I confess that I still don’t get the whole Belgium vs. Google thing. I keep reading about it and reading about it, and thinking about it — hoping that I have somehow missed a crucial point or argument in the newspapers’ position that makes this whole thing sensible in any way. But by now I am totally convinced: It doesn’t make any sense whatsoever. It is just dumb, with a capital D.
As Danny Sullivan notes in his overview of the case, this complaint from the Belgian group known as Copiepresse dates back almost a year. After the first complaint — as is customary in these types of cases, when sites don’t want to be included in Google’s index — the search engine advised the agency (as Google notes here) to use the well-known “robots.txt” file to exclude parts of its websites from Google’s spider-bots. Copiepress apparently said that this process, which takes about 10 minutes, was unacceptable.
So after a year of legal wrangling, and millions of dollars in legal costs, the Belgian group has “won” and has forced Google to remove its newspaper content. In other words, it has prevented the world’s largest and most respected search engine from showing links to that content to people who want that content — and doing so for free. And the claim that Google makes money from this content, which others have argued in the past, is just as stupid, since Google News doesn’t carry advertisements on its content pages.

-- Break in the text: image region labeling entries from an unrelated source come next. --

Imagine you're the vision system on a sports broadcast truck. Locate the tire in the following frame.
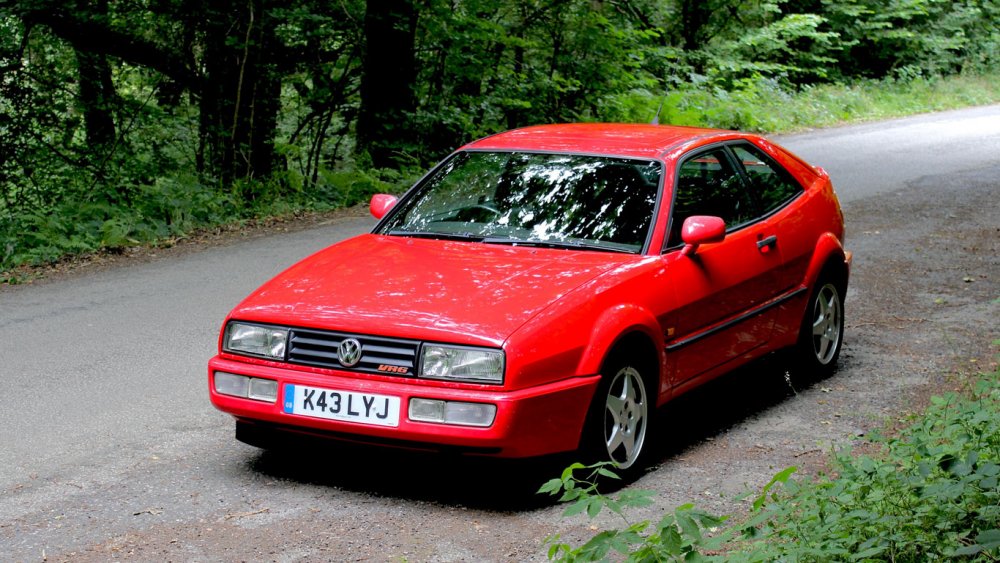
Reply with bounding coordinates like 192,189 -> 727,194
584,359 -> 655,474
796,276 -> 844,377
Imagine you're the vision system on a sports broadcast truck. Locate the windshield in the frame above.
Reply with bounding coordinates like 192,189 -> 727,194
380,152 -> 660,253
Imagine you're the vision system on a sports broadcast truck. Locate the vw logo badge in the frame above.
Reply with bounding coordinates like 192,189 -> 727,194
337,338 -> 361,368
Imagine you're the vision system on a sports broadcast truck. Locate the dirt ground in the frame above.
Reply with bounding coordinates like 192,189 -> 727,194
13,162 -> 1000,561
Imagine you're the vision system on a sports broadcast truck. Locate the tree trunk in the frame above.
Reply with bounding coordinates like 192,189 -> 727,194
357,0 -> 417,168
76,48 -> 117,153
199,0 -> 281,189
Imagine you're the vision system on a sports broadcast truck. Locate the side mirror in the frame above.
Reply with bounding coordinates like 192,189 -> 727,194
368,194 -> 399,219
681,215 -> 726,256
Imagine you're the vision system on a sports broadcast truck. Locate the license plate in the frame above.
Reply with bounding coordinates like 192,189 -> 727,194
285,383 -> 399,426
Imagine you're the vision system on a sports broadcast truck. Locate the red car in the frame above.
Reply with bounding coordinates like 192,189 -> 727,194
208,124 -> 851,469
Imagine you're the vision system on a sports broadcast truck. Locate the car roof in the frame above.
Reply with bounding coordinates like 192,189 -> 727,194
462,123 -> 745,158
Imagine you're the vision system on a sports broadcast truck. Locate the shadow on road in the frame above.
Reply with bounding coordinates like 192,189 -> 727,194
247,356 -> 836,511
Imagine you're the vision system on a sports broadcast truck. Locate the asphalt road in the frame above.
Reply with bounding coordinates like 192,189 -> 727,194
0,106 -> 1000,560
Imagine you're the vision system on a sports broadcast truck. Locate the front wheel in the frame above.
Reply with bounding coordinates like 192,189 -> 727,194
586,363 -> 653,470
797,280 -> 844,376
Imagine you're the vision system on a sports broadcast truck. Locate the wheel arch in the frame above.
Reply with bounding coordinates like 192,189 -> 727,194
579,305 -> 666,404
803,233 -> 851,294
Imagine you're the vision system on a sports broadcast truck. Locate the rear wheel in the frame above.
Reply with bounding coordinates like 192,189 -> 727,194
584,361 -> 654,471
797,278 -> 844,376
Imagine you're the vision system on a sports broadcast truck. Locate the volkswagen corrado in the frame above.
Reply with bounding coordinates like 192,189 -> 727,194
208,124 -> 851,470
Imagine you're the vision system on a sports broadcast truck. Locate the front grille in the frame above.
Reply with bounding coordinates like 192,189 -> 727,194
288,328 -> 420,377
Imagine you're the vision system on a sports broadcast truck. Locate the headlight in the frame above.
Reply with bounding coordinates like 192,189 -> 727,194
222,323 -> 288,360
420,344 -> 504,383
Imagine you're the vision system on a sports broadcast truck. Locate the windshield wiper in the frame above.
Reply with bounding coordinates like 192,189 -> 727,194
386,230 -> 483,242
481,237 -> 633,254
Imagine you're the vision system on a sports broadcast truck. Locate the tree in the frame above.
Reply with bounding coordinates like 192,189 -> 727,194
357,0 -> 418,168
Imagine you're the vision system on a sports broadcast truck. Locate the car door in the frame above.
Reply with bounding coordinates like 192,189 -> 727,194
664,145 -> 782,384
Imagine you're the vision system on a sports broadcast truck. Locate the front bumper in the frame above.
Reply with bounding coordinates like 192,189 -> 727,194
208,356 -> 600,457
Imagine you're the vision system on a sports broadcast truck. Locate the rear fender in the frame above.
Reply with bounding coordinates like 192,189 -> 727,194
802,233 -> 851,289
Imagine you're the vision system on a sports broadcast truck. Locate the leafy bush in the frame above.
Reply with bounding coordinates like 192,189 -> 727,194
539,370 -> 1000,562
734,374 -> 1000,561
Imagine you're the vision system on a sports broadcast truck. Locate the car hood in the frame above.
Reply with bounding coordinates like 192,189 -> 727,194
231,235 -> 638,346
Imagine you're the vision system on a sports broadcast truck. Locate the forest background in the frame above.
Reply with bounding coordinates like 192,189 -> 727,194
0,0 -> 1000,274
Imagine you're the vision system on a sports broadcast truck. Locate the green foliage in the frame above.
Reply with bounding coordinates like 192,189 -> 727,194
538,462 -> 728,562
733,374 -> 1000,561
539,370 -> 1000,562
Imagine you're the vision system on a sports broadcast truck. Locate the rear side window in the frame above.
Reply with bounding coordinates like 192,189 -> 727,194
667,147 -> 756,246
731,144 -> 802,215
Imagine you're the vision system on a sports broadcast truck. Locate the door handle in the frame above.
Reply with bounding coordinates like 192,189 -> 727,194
757,235 -> 778,254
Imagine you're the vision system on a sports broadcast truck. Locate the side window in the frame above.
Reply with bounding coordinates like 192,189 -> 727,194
667,147 -> 756,246
732,145 -> 802,215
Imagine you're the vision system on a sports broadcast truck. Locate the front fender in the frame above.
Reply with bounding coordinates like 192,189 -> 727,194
577,304 -> 665,386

Carlo at Techdirt shares my feelings on this matter, and I know many other journalists who do as well. Some companies would kill for the kind of profile and access that being linked in Google News provides to potential readers. Someone at Copiepresse clearly sees this as some kind of noble battle against a U.S. tech giant, but all they are really doing is harming themselves. Oh yes, and looking stupid. Did I mention that part?